“A Little More Commentary on the Unfortunately Waning Level of Weirdness in American Culture”

John Lennon doesn’t strike me as the kind of person who would have ever been on ritalin. And I don’t even know the dates it was invented, or instituted by the Ministry of Behavior, or whatever…

There, I’m making a joke, but let me put it to you an even simpler way: pop music is never dark, anymore. It’s as simple as that. As the empty buildings in town pile up, as people’s focuses are more disbanded onto technological gadgets, our pop music is like ritalin. There’s no isolation, there’s no fabrication of the whirlwind of aesthetic and affective possibilities lying in wait for when any two people meet. Well, women are naked now anyway, so I guess it makes sense for music to be simpler.
Part of the machinist misfortune of songs you’ll hear walking through say Urban Outfitters, is that they actually ATTEMPT to impress. It’s like some dummy-CPR faux-inspiration they’re supposed to instill in us, to go out and “live our lives” when really there’s no vision involved, the idea of people is basically as interchangeable with primates, as far as most radio songs go.

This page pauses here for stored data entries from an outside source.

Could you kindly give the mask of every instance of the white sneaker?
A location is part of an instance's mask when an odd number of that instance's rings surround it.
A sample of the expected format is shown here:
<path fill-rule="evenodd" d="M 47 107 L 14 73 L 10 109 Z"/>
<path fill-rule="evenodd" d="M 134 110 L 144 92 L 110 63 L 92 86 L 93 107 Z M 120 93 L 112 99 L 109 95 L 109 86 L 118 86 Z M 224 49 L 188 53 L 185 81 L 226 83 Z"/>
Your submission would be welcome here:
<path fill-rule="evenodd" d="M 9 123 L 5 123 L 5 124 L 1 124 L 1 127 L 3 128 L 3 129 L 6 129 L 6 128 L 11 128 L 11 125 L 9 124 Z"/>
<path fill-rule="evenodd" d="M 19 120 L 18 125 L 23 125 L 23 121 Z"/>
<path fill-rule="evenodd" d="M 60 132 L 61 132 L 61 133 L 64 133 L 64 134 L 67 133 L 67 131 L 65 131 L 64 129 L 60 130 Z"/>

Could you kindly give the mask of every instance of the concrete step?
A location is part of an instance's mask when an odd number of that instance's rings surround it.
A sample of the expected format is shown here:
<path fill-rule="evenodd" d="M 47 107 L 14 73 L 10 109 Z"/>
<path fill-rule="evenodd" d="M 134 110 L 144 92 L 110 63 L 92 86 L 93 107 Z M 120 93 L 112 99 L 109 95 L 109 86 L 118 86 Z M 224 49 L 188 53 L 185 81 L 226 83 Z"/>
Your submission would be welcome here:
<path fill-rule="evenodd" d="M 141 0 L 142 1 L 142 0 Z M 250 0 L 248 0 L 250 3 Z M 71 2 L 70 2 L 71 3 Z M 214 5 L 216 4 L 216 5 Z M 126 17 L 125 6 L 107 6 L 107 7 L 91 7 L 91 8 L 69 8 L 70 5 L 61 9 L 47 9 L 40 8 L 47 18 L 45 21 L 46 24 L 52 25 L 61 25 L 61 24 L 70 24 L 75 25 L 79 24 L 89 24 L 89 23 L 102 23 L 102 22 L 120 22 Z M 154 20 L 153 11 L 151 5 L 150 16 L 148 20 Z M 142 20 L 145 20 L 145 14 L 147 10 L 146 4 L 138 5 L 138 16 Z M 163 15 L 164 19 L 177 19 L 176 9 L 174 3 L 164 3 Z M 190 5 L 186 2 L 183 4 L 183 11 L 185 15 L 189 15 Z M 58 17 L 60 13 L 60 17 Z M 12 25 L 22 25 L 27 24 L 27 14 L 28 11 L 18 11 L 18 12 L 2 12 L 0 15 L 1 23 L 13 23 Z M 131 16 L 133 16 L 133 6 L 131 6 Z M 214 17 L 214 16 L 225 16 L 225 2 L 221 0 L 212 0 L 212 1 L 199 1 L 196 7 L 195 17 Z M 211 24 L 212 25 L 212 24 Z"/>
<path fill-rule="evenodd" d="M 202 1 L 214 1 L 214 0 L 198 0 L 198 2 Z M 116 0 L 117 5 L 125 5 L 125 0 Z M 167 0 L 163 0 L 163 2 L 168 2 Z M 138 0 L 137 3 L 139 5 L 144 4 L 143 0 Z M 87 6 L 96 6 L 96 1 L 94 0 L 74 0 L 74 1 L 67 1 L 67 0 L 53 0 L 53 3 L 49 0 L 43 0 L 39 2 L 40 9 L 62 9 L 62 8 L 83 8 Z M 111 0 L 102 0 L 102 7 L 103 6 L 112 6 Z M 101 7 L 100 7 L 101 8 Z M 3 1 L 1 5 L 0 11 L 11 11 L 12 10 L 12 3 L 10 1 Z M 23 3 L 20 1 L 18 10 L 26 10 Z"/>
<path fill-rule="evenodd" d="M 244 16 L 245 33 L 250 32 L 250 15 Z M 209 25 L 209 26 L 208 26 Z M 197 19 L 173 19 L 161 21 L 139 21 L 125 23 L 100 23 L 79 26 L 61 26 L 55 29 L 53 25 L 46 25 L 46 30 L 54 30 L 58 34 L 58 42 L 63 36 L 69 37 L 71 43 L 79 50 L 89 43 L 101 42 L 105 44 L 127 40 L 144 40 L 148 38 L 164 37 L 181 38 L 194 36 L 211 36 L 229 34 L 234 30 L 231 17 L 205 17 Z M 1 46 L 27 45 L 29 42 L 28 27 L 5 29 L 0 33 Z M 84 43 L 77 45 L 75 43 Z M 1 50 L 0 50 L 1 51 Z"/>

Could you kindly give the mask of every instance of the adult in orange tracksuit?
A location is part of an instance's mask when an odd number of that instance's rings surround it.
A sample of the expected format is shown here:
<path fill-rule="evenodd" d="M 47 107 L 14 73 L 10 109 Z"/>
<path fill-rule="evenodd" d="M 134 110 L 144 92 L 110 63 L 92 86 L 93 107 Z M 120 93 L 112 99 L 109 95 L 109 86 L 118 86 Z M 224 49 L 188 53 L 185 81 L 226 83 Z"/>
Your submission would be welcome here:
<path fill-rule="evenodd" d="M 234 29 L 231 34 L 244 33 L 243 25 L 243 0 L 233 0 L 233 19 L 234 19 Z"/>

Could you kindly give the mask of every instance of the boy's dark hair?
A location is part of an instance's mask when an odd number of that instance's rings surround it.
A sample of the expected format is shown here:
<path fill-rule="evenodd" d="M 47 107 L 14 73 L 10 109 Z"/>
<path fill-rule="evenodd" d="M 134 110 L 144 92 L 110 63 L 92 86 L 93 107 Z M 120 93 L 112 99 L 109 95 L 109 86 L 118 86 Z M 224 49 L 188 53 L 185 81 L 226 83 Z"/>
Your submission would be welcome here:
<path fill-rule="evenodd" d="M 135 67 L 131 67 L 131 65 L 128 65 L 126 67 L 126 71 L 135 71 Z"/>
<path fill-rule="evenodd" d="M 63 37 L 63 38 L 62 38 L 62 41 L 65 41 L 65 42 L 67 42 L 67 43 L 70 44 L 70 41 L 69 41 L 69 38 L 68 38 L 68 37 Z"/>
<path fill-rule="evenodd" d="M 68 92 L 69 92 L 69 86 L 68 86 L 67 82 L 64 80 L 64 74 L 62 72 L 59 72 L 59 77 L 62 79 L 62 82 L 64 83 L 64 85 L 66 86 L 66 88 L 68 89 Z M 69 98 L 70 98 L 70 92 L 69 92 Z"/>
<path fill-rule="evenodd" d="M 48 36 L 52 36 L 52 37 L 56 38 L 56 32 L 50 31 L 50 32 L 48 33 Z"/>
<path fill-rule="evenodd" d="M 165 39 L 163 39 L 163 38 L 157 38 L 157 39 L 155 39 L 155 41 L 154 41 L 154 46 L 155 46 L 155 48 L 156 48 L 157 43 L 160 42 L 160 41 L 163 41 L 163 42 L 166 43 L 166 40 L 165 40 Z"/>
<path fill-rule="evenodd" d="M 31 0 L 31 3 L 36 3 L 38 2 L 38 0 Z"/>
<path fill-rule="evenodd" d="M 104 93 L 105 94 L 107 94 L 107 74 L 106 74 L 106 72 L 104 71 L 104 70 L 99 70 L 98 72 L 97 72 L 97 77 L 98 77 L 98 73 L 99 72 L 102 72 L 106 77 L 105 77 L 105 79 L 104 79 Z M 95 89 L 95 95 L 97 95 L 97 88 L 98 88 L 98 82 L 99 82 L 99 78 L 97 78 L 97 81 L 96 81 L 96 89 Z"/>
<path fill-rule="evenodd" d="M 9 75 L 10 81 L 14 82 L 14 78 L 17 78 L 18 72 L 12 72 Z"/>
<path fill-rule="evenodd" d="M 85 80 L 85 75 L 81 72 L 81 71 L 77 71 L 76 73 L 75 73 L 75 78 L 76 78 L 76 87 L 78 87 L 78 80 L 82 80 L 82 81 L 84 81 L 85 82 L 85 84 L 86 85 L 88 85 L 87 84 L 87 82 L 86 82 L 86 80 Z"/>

Whereas there is still sneaky, subtle, underdog pop out there, and you’re likely to hear it from seemingly unexpected sources, like MMJ, circa Evil Urges, whom you thought all along were psychedelic. Don’t underestimate those Southern boys, they’ve got some serious taste, and if anything, what we Northern boys get them on is originality, with your Tom Waits’s and your Iggy Pop’s (whoa, totally didn’t mean to make a Coffee and Cigarettes reference there), they make up for in aesthetics, class, and overall skill in crafting a song. But the south isn’t “cool.” There. All the better. Pass me a glass o’ that.